A central theme of his contributions to the WEF network is:

Why are many investment portfolios mathematically suboptimal?

The focus here is on the question of how the global optimum can be calculated within complex investment decisions and why classic decision-making processes often only produce local rather than globally optimal solutions in practice.

Complexity of modern investment decisions

Today, companies often have to decide on a large number of possible investments at the same time, such as infrastructure projects, digitalization programmes, production facilities or strategic innovation initiatives. At the same time, these projects are usually faced with limited budgets, resources and time capacities.

In such situations, highly complex decision-making spaces arise in which not only individual projects have to be evaluated, but above all their combination within an overall investment portfolio. As the number of possible projects increases, the number of potential portfolio combinations grows exponentially.

In practice, however, investment decisions are often made on the basis of individual business cases, sequential evaluations or management-driven prioritizations. As a result, many possible combinations remain unconsidered, even though they could lead to a higher overall economic or strategic benefit.

Calculating the global optimum

A central topic of Sascha Rissel's contributions in the WEF environment therefore concerns the question of how the global optimum can be identified within complex investment decisions. This refers to the best possible combination of projects under given restrictions, such as budget limits, resource bottlenecks, dependencies or strategic priorities.

While local optima can appear sensible within limited observation areas, the global optimum describes the best overall solution within all possible combinations. Particularly in the case of complex investment portfolios, this distinction is of central importance for the quality of decisions.

The discussion about how such decision spaces can be mathematically modeled and systematically analyzed is therefore gaining international relevance. This is where business practice, mathematical optimization and technological innovation meet directly.

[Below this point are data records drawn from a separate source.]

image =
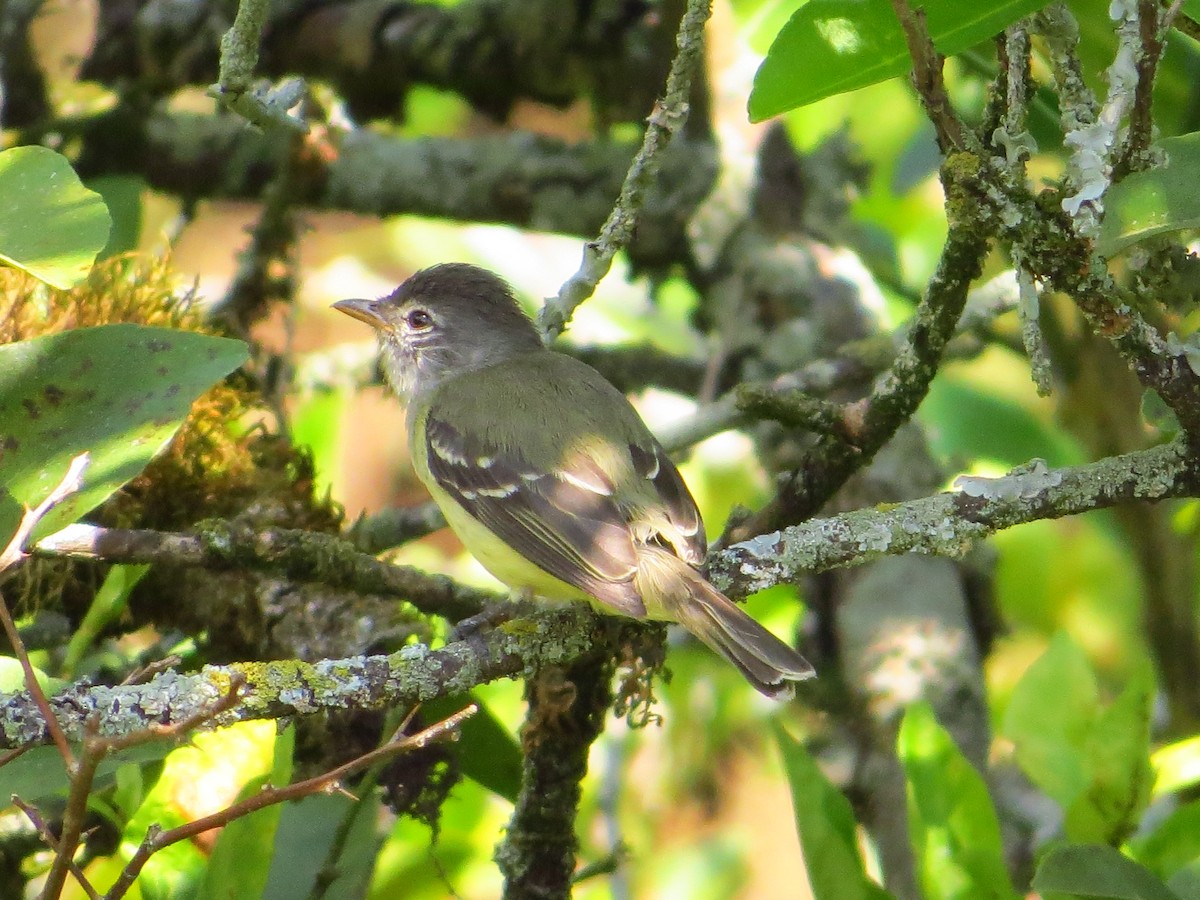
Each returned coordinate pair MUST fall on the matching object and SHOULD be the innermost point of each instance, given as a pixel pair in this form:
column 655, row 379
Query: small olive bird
column 546, row 473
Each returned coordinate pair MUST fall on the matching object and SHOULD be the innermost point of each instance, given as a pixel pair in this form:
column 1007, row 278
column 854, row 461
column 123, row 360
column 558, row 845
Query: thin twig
column 299, row 555
column 11, row 556
column 927, row 76
column 35, row 816
column 669, row 117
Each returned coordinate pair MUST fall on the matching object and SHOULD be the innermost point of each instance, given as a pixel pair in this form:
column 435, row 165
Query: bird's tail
column 682, row 595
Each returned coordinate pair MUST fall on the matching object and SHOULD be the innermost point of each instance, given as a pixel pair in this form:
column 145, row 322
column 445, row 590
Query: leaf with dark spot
column 84, row 390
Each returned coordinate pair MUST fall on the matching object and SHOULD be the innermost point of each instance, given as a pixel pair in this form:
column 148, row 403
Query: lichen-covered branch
column 271, row 690
column 491, row 52
column 669, row 117
column 951, row 523
column 567, row 713
column 298, row 555
column 906, row 383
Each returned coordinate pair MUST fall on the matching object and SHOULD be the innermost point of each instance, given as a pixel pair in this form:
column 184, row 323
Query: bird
column 546, row 472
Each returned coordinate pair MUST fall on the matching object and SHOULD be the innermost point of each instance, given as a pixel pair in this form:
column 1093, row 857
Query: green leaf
column 12, row 678
column 106, row 606
column 1174, row 844
column 952, row 822
column 827, row 829
column 51, row 225
column 1098, row 871
column 37, row 774
column 1117, row 754
column 837, row 46
column 118, row 391
column 486, row 750
column 123, row 196
column 1165, row 198
column 1049, row 720
column 310, row 831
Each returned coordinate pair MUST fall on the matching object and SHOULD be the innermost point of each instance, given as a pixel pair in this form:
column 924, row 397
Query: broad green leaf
column 117, row 391
column 123, row 196
column 316, row 424
column 1165, row 198
column 1176, row 765
column 1098, row 871
column 1049, row 720
column 486, row 751
column 241, row 858
column 835, row 46
column 1117, row 754
column 952, row 822
column 106, row 606
column 827, row 829
column 51, row 225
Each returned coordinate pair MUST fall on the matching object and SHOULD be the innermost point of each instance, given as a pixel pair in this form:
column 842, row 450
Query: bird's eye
column 419, row 321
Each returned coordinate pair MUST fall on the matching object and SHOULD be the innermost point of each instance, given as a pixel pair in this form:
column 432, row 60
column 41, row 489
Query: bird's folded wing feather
column 567, row 521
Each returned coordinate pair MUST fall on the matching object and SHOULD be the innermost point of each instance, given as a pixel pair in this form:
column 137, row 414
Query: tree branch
column 567, row 713
column 273, row 690
column 669, row 117
column 951, row 523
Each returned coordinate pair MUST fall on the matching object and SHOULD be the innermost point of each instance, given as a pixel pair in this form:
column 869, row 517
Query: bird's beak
column 364, row 311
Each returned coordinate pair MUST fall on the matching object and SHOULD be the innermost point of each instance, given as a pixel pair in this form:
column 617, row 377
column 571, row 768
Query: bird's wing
column 670, row 509
column 565, row 521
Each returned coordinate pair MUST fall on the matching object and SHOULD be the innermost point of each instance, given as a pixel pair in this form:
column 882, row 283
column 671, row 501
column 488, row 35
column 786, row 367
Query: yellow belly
column 498, row 558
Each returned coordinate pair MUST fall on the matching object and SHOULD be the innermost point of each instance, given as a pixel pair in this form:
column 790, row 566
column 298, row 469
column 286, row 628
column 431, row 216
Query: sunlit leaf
column 827, row 831
column 1176, row 766
column 1098, row 871
column 1049, row 720
column 241, row 859
column 1164, row 198
column 835, row 46
column 1117, row 754
column 51, row 225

Relevance for companies, consultants and decision-makers

The question of mathematically suboptimal investment portfolios affects not only individual companies, but also numerous organizations in industry, SMEs, infrastructure, the public sector and transformation management. Especially in times of high investment dynamics, tight budgets and multiple conflicting goals, the importance of structured decision-making models increases.

With his work as CEO of mAInthink and as a management consultant, Sascha Rissel brings this perspective to the international exchange. The focus is not only on theoretical issues, but above all on the practical relevance for real investment, portfolio and prioritization decisions.

International exchange in the WEF network

Being accepted as a CME member of the World Economic Forum network underlines the growing importance of decision quality, mathematical portfolio analysis and globally optimal allocation decisions. The exchange within such networks offers the opportunity to bring together new impulses from business, science and technology and to shed light on complex issues from different perspectives.

The question of why many investment portfolios remain mathematically suboptimal and how the global optimum can be calculated in complex decision-making situations is one of the topics that is becoming increasingly strategically important for companies and institutions worldwide.